The front of the card touts three locations of Borden's Ice Cream parlors — on 210 Lafayette Street in York, 2429 Derry Street in Harrisburg and Center Street in Hagerstown, Maryland. There was once an entire chain of Borden's parlors. Now, just one remains. It's the privately owned Borden's Ice Cream Shoppe in Lafayette, Louisiana.2 It opened in 1940 and is still going strong. One of its employees, Ella Meaux, has worked there since 1961!

Lauren Bassart of The Constant Rambler visited the shoppe in 2015, and the place gets great reviews on TripAdvisor, which is no surprise. Because ice cream.

But we digress. It would be interesting to hear memories of the Borden's Ice Cream locations in York, Harrisburg and Hagerstown and to learn what happened to those parlors. Please share information in the comments section if you have it.

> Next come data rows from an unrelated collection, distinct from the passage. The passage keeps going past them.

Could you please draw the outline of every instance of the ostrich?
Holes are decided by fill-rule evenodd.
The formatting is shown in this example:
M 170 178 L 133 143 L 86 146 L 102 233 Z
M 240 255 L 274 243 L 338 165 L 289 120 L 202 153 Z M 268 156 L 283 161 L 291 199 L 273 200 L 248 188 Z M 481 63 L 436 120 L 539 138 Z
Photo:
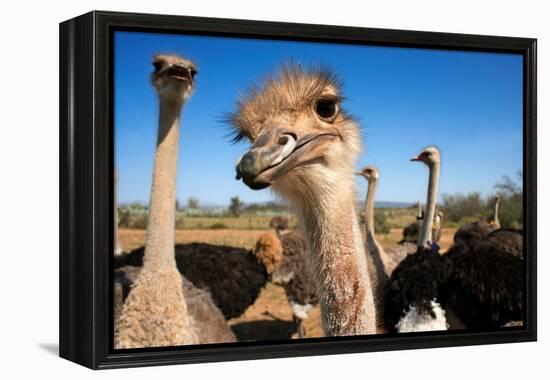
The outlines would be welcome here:
M 242 315 L 252 305 L 283 259 L 281 242 L 262 234 L 254 250 L 207 243 L 176 244 L 179 272 L 199 289 L 207 290 L 226 319 Z M 145 248 L 115 260 L 115 268 L 141 267 Z
M 298 211 L 327 336 L 376 332 L 354 204 L 361 140 L 342 102 L 332 72 L 287 65 L 245 95 L 231 118 L 234 141 L 253 144 L 238 160 L 237 179 L 255 190 L 271 185 Z
M 174 257 L 179 120 L 195 87 L 195 65 L 177 55 L 156 55 L 152 84 L 160 103 L 159 128 L 143 268 L 116 321 L 117 348 L 197 344 L 204 339 L 183 293 Z M 224 322 L 224 321 L 223 321 Z
M 282 244 L 283 258 L 271 274 L 271 281 L 281 285 L 292 310 L 292 320 L 298 338 L 306 335 L 304 321 L 319 303 L 313 286 L 312 264 L 307 241 L 302 231 L 285 231 L 288 219 L 275 217 L 270 226 L 275 227 Z
M 363 168 L 360 172 L 356 173 L 364 177 L 368 182 L 368 191 L 365 201 L 365 215 L 366 215 L 366 243 L 367 249 L 371 253 L 377 253 L 373 256 L 374 266 L 376 267 L 376 272 L 379 273 L 377 276 L 381 280 L 381 284 L 385 284 L 388 280 L 388 276 L 393 272 L 395 267 L 408 255 L 416 252 L 416 245 L 413 245 L 409 242 L 399 242 L 394 247 L 384 250 L 384 248 L 378 243 L 375 235 L 375 224 L 374 224 L 374 204 L 376 197 L 376 189 L 378 187 L 378 180 L 380 178 L 380 173 L 378 169 L 371 165 Z M 420 204 L 420 202 L 419 202 Z M 420 210 L 420 208 L 419 208 Z M 419 211 L 420 215 L 420 211 Z M 380 259 L 376 257 L 380 257 Z
M 445 255 L 430 241 L 440 153 L 424 149 L 414 161 L 430 172 L 418 251 L 393 271 L 384 297 L 390 332 L 492 329 L 523 317 L 522 262 L 490 241 L 454 244 Z
M 416 221 L 403 228 L 403 239 L 400 243 L 411 242 L 416 244 L 418 241 L 418 234 L 420 233 L 422 219 L 424 218 L 424 211 L 422 211 L 420 201 L 416 202 L 416 209 Z
M 376 240 L 374 226 L 374 204 L 376 188 L 380 174 L 375 166 L 367 166 L 356 173 L 368 182 L 367 197 L 365 201 L 366 231 L 365 239 L 367 244 L 367 260 L 371 264 L 370 278 L 375 292 L 376 313 L 378 322 L 378 331 L 385 332 L 385 323 L 383 321 L 384 307 L 384 289 L 389 276 L 393 270 L 405 259 L 408 254 L 416 252 L 416 246 L 409 242 L 400 242 L 394 247 L 385 250 Z M 420 212 L 419 212 L 420 214 Z
M 493 219 L 489 222 L 485 220 L 479 220 L 477 222 L 466 224 L 456 231 L 454 236 L 454 242 L 477 242 L 487 237 L 491 232 L 500 229 L 500 219 L 498 217 L 500 195 L 496 194 L 494 197 L 494 214 Z
M 274 218 L 271 218 L 269 221 L 269 227 L 274 228 L 275 232 L 277 232 L 277 236 L 285 231 L 288 230 L 289 221 L 288 218 L 284 216 L 276 216 Z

Let's turn now to the back of the postcard...

First up, we have a fine print that describes the traveling display, pictured on the front, that allowed customers to meet live cows representing Elsie and family in person. I'd love to learn more about the history of this display and the types of locations where it was set up. My guess would be state and county fairs. Here's the description of the display:
"Elmer is at the left, Elsie at right, and young Beauregard in his playpen. Elsie's dressing table, made of barrels, has milk bottle lamps and her toiletries include Tail Wave Set, Henna Fur Glaze and Meadow Mud Pack. Elmer's chair is made of actual wheels with barrel staves for rockers. The sampler over the mantel, Elsie did when she was just a heifer. The candle sticks are half ears of corn and the bed ladders have scythe-handles for supports. Books in the breakfront include The Farmer With Cold Hands, Animal Husbandry and Wivery, and Bulliver's Travels. Elsie's dressing table mirror is a large frying pan and the floor lamp is an old churn."
This postcard was canceled in York, Pennsylvania and mailed with a 1½-cent Martha Washington stamp. That stamp (Scott 805) was first issued in May 1938. But these Presidential Issue stamps were in continuous production and issue through the mid 1950s.

That brings us to the final piece of the puzzle on this postcard (which is also touting Borden's three-flavor sherbet pint package). The typed address tells us that the card was mailed to Getz's General Store, F.L. Getz, Freeland, Maryland.3

Our best information about this store comes from the obituary for Mary Ellen Getz, who died on September 12, 2006, at age 97. Her husband was Francis Lee Getz Sr., who would be the F.L. Getz that this postcard was addressed to. Here's an excerpt from the obituary:
"She and her husband operated the former Getz's General Store at Sunset View in Freeland, Md., from 1951 to 1981, in addition to farming Oakland Farm. ... She enjoyed nature, especially birds, as well as history, reading and cooking shows. Her longevity was often attributed to her knowledge of natural medicine."
That's it. One sentence about a community's general store, which was in business for 30 years. Does anyone know or remember more? Please share.

1. Borden still exists, though it is no longer its own company. If I have this straight: The Borden brand is owned and operated by Eagle Family Foods Incorporated, which is itself a fully owned subsidiary of The J.M. Smucker Company, which sells about half of everything in your pantry and fridge.
2. They're open until 10 p.m. Eastern tonight, if you're anywhere near Lafayette, Louisiana, and have a hankering for ice cream.
3. Freeland is an unincorporated community in Baltimore County, Maryland.